Most of the time, I take things moment by moment and try not to think of the big picture, but sometimes something happens to bring it all into focus. I'm hit with the magnitude and seriousness of what I'm doing, start thinking about the numbers (15% mortality rate) and freak out with abandon. But there's no going back, is there? And, I didn't really have a choice, did I? As one of my nurses on 11 Long (when I balked at the amount of pills he was giving me) said in his thick accent, "You want to live, yes?"

What did it today was an email. I'm on a CLL list, which I casually scan from time to time. Today, a husband sent a message to the list saying that his wife had died, complications of a bone marrow transplant, mini-allo, non-related matched donor -- basically, just like mine. She was 40 years old (kinda blows the whole "but you're young" thing out the window).

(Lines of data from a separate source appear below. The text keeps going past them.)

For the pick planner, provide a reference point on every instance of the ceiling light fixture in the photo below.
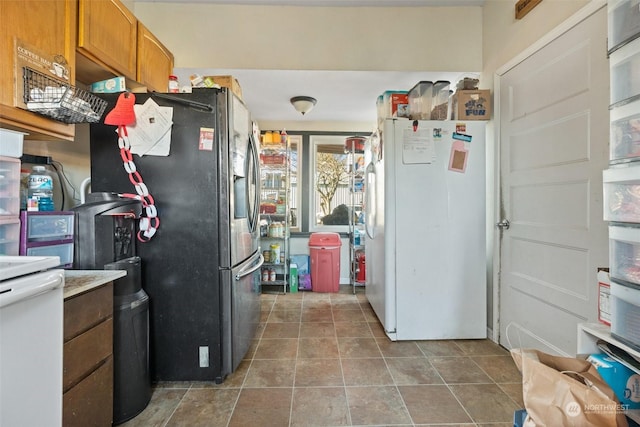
(303, 104)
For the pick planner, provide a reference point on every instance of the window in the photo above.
(329, 196)
(295, 192)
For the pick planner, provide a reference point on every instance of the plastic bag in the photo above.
(565, 391)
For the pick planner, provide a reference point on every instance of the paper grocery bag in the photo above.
(565, 391)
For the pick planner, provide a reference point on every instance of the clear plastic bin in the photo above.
(420, 97)
(9, 236)
(440, 101)
(624, 22)
(624, 253)
(625, 313)
(621, 188)
(624, 134)
(325, 261)
(624, 65)
(9, 187)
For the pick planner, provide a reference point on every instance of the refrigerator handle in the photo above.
(199, 105)
(369, 200)
(245, 271)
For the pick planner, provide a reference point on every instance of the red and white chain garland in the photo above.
(148, 224)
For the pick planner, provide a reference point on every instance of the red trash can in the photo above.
(324, 250)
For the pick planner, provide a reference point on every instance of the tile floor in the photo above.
(323, 360)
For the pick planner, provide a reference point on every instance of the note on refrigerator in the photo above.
(417, 146)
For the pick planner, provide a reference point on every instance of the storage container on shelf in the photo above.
(625, 313)
(624, 252)
(40, 190)
(420, 97)
(9, 187)
(623, 18)
(9, 236)
(440, 100)
(396, 104)
(624, 136)
(621, 188)
(624, 69)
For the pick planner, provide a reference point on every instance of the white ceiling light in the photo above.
(303, 104)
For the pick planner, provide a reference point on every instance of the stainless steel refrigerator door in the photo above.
(241, 315)
(244, 174)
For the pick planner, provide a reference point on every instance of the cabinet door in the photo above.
(49, 26)
(155, 62)
(107, 33)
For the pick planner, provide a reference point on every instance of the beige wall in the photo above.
(318, 38)
(504, 37)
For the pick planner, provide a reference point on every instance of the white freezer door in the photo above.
(434, 234)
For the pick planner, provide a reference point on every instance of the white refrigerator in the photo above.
(425, 198)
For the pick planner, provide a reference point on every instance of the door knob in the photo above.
(504, 224)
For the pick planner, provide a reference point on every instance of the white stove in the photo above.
(15, 266)
(31, 336)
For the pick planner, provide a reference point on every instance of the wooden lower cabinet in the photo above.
(88, 359)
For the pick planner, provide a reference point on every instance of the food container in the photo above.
(354, 144)
(625, 313)
(624, 253)
(395, 104)
(624, 67)
(621, 190)
(624, 133)
(624, 22)
(420, 97)
(440, 100)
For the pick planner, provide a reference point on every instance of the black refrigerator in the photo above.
(201, 269)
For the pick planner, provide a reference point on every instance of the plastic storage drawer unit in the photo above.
(625, 314)
(621, 188)
(624, 133)
(9, 187)
(624, 253)
(9, 236)
(624, 65)
(624, 22)
(325, 261)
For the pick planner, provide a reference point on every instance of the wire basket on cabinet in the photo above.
(59, 100)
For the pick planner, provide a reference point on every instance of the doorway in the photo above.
(553, 148)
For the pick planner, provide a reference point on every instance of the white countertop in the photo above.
(80, 281)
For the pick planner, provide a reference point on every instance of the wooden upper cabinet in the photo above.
(49, 27)
(107, 36)
(155, 62)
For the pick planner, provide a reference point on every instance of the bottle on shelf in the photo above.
(40, 190)
(174, 85)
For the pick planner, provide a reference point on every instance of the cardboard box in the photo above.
(11, 143)
(604, 291)
(114, 85)
(471, 105)
(624, 382)
(228, 81)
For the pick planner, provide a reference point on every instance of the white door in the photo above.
(553, 148)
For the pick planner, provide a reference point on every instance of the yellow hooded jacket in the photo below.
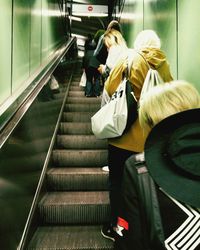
(134, 138)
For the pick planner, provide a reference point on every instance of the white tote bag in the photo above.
(152, 79)
(110, 120)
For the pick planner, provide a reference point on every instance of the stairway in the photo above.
(77, 203)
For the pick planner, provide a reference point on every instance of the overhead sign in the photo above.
(88, 10)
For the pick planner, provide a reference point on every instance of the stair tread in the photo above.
(74, 197)
(77, 171)
(85, 237)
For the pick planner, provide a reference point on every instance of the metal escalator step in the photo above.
(76, 93)
(87, 237)
(77, 179)
(80, 142)
(80, 158)
(83, 100)
(75, 128)
(77, 116)
(75, 207)
(76, 88)
(76, 107)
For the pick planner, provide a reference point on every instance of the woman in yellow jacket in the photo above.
(146, 53)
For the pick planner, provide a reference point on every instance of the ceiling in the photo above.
(90, 24)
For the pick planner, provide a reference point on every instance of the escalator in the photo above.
(76, 204)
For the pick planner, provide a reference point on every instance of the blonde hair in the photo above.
(167, 99)
(113, 37)
(147, 39)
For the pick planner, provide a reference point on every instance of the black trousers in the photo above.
(116, 160)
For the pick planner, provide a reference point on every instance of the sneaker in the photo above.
(105, 168)
(108, 232)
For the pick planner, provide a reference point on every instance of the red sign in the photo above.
(90, 8)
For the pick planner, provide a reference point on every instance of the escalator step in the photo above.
(83, 100)
(75, 207)
(86, 237)
(77, 116)
(90, 107)
(80, 141)
(79, 128)
(80, 158)
(77, 179)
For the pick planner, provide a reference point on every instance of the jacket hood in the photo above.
(155, 57)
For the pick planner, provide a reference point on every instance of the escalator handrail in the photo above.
(29, 95)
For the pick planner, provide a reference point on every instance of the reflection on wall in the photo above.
(22, 158)
(31, 31)
(189, 41)
(175, 21)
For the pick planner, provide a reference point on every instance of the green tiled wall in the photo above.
(30, 32)
(5, 49)
(176, 22)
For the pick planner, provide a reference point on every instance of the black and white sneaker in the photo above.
(108, 232)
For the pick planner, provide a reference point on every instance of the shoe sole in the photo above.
(107, 237)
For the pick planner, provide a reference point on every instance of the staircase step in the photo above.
(76, 88)
(76, 93)
(77, 116)
(83, 100)
(90, 107)
(63, 179)
(86, 237)
(75, 207)
(75, 128)
(80, 141)
(80, 158)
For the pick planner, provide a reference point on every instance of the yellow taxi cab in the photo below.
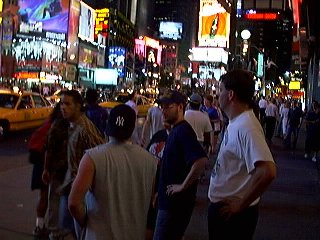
(22, 110)
(142, 102)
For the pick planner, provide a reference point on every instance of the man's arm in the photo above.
(196, 170)
(80, 187)
(262, 176)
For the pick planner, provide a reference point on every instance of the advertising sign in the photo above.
(214, 24)
(116, 59)
(260, 69)
(106, 76)
(86, 24)
(28, 54)
(87, 58)
(44, 18)
(52, 57)
(7, 33)
(101, 23)
(209, 55)
(73, 41)
(170, 30)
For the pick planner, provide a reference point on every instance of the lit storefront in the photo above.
(39, 45)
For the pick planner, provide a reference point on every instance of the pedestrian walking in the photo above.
(182, 164)
(294, 123)
(152, 124)
(112, 191)
(244, 167)
(37, 150)
(312, 120)
(82, 135)
(200, 122)
(97, 114)
(271, 119)
(156, 148)
(263, 103)
(55, 168)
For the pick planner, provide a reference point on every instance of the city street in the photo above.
(290, 209)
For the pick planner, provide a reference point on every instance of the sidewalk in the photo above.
(290, 209)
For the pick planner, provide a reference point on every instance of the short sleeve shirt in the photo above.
(182, 149)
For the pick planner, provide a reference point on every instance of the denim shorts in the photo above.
(171, 225)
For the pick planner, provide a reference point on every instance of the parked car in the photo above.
(22, 110)
(142, 102)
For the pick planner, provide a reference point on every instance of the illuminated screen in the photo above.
(106, 76)
(86, 24)
(73, 41)
(214, 24)
(294, 85)
(170, 30)
(52, 14)
(116, 59)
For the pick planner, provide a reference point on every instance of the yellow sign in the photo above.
(1, 9)
(101, 22)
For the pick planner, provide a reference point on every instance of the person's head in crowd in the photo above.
(71, 105)
(91, 96)
(173, 105)
(195, 101)
(132, 96)
(237, 88)
(208, 100)
(121, 122)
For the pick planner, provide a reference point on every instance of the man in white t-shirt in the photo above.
(263, 103)
(244, 167)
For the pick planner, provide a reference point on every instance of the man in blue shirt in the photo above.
(182, 164)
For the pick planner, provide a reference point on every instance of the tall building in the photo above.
(270, 24)
(178, 11)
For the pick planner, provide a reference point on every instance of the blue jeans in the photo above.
(171, 225)
(291, 143)
(65, 218)
(239, 226)
(66, 221)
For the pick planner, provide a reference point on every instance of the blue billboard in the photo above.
(116, 59)
(41, 16)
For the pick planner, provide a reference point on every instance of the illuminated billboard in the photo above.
(116, 59)
(73, 40)
(87, 58)
(170, 30)
(101, 23)
(204, 54)
(295, 85)
(214, 24)
(86, 23)
(47, 18)
(106, 76)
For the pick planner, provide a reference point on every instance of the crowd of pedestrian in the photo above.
(98, 177)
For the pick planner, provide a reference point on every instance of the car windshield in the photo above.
(8, 100)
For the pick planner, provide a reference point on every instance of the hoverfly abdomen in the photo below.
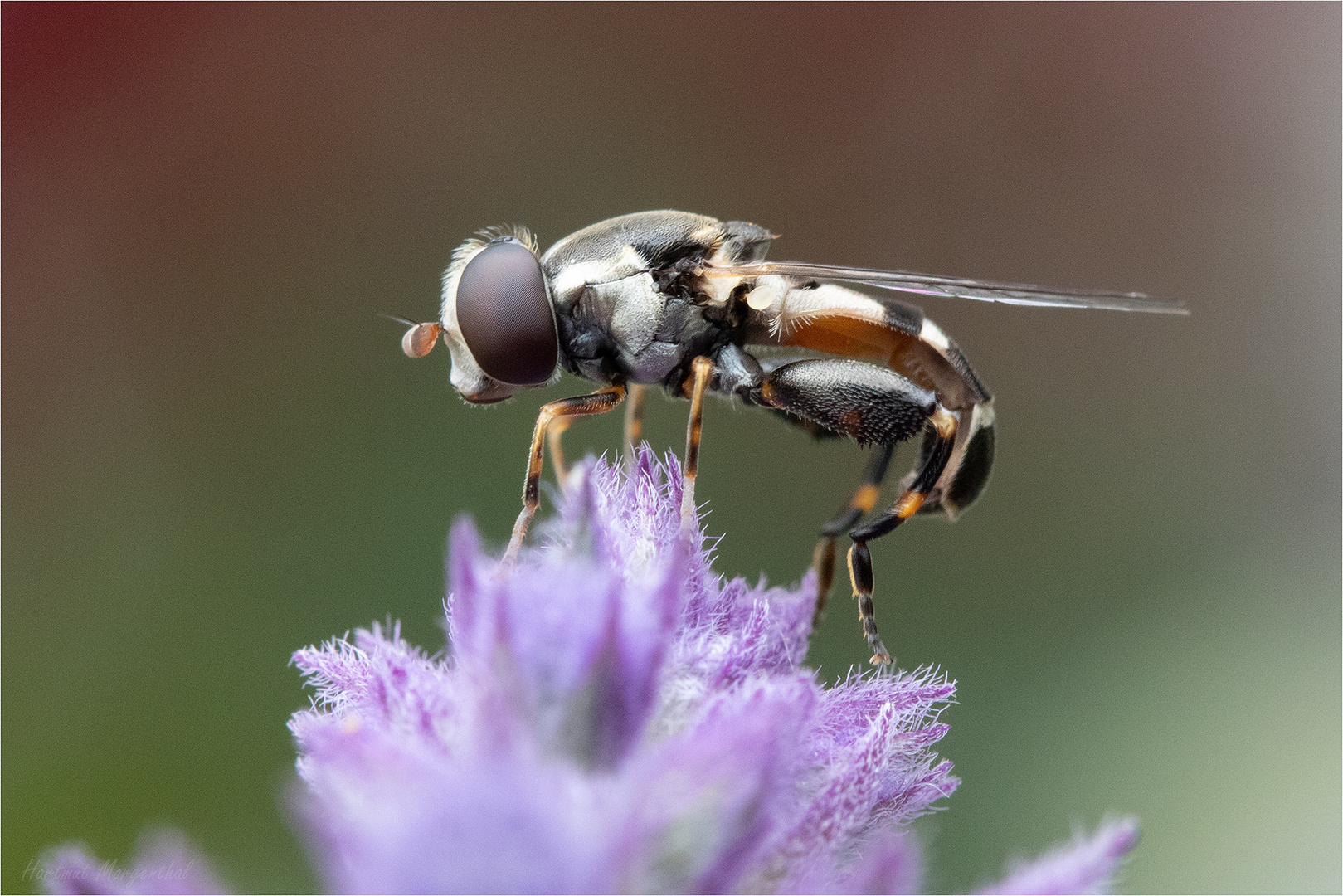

I wouldn't have seen it, but it was the top message on the thread. Now I wish I hadn't. I hate it when reality sneaks up and hits you in the face like that.

But right now everything is fine. I still have my ups and downs, but the time I spend feeling good is increasing. Saturday, Ron, Ian, Zach and I went on a walk around Lake Lagunitas to visit Bambi's bench (for those of you who don't know Bambi Holmes was Marlene's sister, who died in a tragic car crash twelve years ago; the bench is an homage to her memory). The day was overcast, so it was the perfect kind of weather for me to be out in (I was sporting my new UV-protective hat and jacket anyway). Zach was so happy that Mommy was "out on the hike," because he usually just goes with Daddy. He held my hand and, every other step, he'd slide his feet apart like he'd slipped and say "Whoops!" then laugh his head off. I love the sound of his laugh.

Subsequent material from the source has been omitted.